Here are some suggestions. If the Legislature does not pass and the Governor does not sign a balanced budget by the Constitutionally required deadline in any year, their pay will be cut off until they do and it will not be restored for the time that the State was left in Limbo. A harsher penalty would be that every member of the Legislature and the sitting Governor who committed such malfeasance would be Constitutionally forbidden to run for re-election, basically fired for not doing their jobs
We desperately need redistricting to make elections more competitive and make candidates have to appeal to a broader cross-section of political philosophies. This should be done by a panel of retired judges who should be as apolitical as possible. The Legislature would have to approve the redistricting on a single up or down vote with no amendments or fiddling of any kind.

If we make cuts in services to save money, the care of the mentally incompetent, the sick, and children should be the last cuts made, not the first. Similarly, support for education in the State University system and the University of California should be preserved as long as possible. If cuts have to be made in University and State college funding, they should be made first in the football and basketball programs.
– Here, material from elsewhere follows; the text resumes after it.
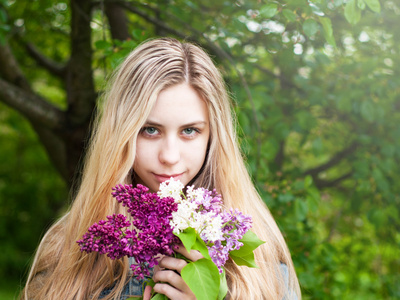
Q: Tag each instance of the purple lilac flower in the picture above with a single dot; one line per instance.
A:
(151, 234)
These programs are mostly for entertainment. The athletes in these programs would often not get into the school at all if academic standards were not specifically lowered just to let them in. Their graduation rates compared to the graduation rates of other students in the same school reflect their relative interest in the educational mission of the school. If UCLA keeps losing to USC in football because of such cuts, that’s a price I am reluctantly willing to pay. I don’t really think that such cuts are likely, but if they were proposed the population would rise up and vote to increase funding for the universities. We know that they would not similarly rise up to save programs such as art, music, literature, or science. This suggestion comes from an actual case when then Mayor of San Francisco, Joseph Alioto, proposed exactly such cuts when the citizens voted down some badly needed school bonds. When he proposed to cut football out of San Francisco high schools, the citizens rose up as one, had a special election, and passed the school bonds. Remember, he had to do this to get the attention of San Francisco liberals, not Orange County conservatives.

Lastly, we need to get rid of our term limits laws. They have not served us well. Believe it or not, there are some good legislators and, as they gain in experience, they get better. Term limits were originally passed to give the minority party the opportunity to gain more seats by running against newcomers rather than entrenched incumbents. The quality of our government has not benefited. The experiment has failed.

Oh, and a last thought. Proposition 13 has been a disaster. Repeal it.